In Chef, during a chef client run, all data from all hosts is available to the client through Chef's indexed search functionality. This means that all discovered ohai information for all hosts as well as all data generated from every host's chef client run is available to every chef client. This "pull" model for data instead of the "push" model in Puppet enables more rapid development of config management logic that requires interaction of entire tiers of hosts (e.g. A host can discover what other hosts of its role are, determine if they are currently available and ready to take traffic and based on that decide if it should stay available or if it's allowed to go down for maintenance). To achieve this in puppet would require the use of exported resources and stored configurations, at which point we would need to call out each piece of data that we wanted to share from one host to another.
Dependencies
Puppet manifests are an unordered collection of asserted "types" (e.g. a file to be delivered to a client, a package to be installed, a service to be started). Each type should have a dependency or relationship defined for any "types" that should be interpreted and applied before it (e.g. an assertion to start a service should depend on the package that installs the service). In the absence of dependencies, Puppet applies the types in a non-deterministic order.
Chef recipes are ordered ruby code which create declarative resources. Dependency is indicated through order.
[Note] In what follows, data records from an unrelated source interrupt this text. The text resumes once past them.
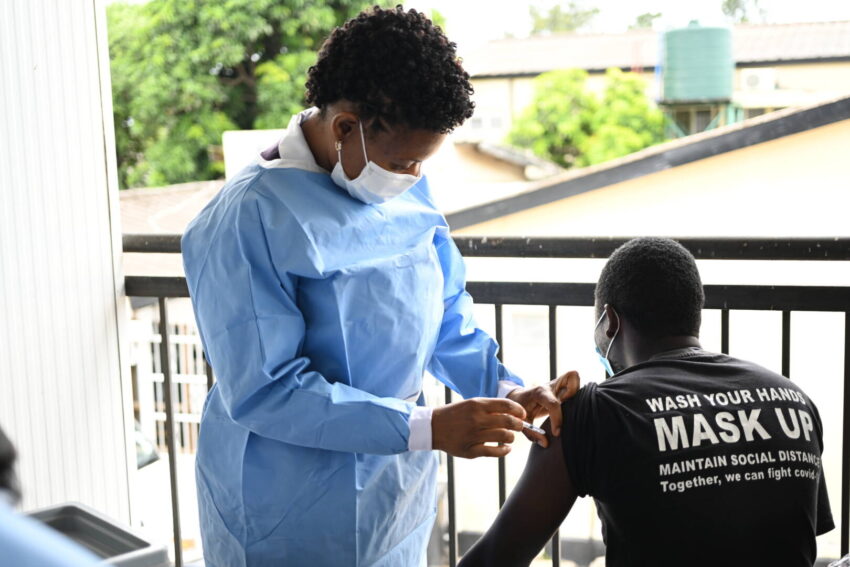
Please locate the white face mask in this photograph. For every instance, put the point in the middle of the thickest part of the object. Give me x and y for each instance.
(374, 184)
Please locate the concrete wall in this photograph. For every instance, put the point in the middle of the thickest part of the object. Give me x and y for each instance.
(63, 400)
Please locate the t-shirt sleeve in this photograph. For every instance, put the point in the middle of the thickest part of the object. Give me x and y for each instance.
(824, 519)
(579, 440)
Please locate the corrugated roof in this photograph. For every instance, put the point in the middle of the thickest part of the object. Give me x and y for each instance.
(674, 153)
(640, 49)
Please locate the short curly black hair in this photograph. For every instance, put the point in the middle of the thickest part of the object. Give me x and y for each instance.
(655, 283)
(396, 66)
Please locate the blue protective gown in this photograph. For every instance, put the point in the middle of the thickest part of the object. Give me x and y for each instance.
(319, 315)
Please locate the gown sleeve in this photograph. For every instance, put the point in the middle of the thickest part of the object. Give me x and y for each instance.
(252, 331)
(465, 356)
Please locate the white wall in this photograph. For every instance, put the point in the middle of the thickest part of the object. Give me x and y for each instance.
(61, 395)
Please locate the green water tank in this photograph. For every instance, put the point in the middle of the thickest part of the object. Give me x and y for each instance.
(698, 64)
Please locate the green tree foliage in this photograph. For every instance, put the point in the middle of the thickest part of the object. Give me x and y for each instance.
(570, 125)
(560, 19)
(645, 21)
(183, 71)
(742, 11)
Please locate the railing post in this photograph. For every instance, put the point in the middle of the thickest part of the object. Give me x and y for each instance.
(786, 344)
(501, 355)
(450, 474)
(165, 363)
(553, 373)
(845, 441)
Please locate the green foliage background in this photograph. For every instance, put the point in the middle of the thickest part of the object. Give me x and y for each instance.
(572, 126)
(183, 71)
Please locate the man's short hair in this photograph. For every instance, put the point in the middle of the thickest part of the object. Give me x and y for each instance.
(655, 283)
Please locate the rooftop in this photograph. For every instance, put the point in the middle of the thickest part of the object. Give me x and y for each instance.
(639, 49)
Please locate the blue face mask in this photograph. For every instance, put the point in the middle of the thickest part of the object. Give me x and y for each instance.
(603, 358)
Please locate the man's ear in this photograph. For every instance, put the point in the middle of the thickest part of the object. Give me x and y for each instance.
(613, 322)
(343, 124)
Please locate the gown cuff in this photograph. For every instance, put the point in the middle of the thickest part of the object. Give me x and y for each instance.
(506, 387)
(420, 429)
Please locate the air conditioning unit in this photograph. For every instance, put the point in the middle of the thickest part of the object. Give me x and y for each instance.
(758, 79)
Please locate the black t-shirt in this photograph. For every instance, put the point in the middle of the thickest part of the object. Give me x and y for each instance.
(697, 458)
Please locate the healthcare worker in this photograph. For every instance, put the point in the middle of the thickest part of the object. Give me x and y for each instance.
(325, 284)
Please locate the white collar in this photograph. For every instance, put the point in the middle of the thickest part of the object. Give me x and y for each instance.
(293, 149)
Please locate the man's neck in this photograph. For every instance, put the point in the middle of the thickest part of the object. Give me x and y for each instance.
(650, 348)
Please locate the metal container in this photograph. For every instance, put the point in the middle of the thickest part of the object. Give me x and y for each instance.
(114, 543)
(698, 64)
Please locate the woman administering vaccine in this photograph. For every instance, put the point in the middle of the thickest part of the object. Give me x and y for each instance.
(325, 284)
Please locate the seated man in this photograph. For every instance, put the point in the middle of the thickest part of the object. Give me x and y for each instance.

Our current puppet manifests are missing dependency assertions in many places, and until all dependencies that exist are indicated in the manifests we will continue to have non-deterministic execution order. With physical long-lived hosts, as we have currently, this problem is masked by the fact that, typically, a host will eventually converge to its correct state after a number of Puppet runs, failing fewer and fewer times each run. To run in the cloud with short-lived ephemeral instances, using Puppet, we would need to modify all existing manifests to represent all dependency information that's missing so that a host would converge in a single puppet run.
DSL
Puppet manifests are written in the Puppet DSL. The manifests collectively describe a graph of dependent resources which the PuppetMaster then compiles into a catalog and sends to the agent. Introducing functionality to manifests beyond what's made available by Puppet can be done but is difficult.
Chef recipes are pure ruby with additional functionality made available through the Chef DSL. Extending Chef functionality is consequently simple and intuitive since, at all times, the entire Ruby language is available for use.
Environments
The design pattern currently used to localize our application configurations delivered by Puppet is that for each file which has different values based on its environment (e.g. the database user and password in staging is different than in production) a separate file is created with a ".ENVIRONMENTNAME" suffix to indicate its environment. These are then referenced in the manifest based on the environment of the node. This makes maintaining the configuration files difficult as changes which apply to all environments must go in all files and promoting changes from staging to production requires manual copy and paste adaptation from one file to another.
Chef natively understands the concept of environment and has localization of attributes per environment built in. This enables managing localization differences between environment in structured data as opposed to embedded in multiple files or in hand built logic in manifests.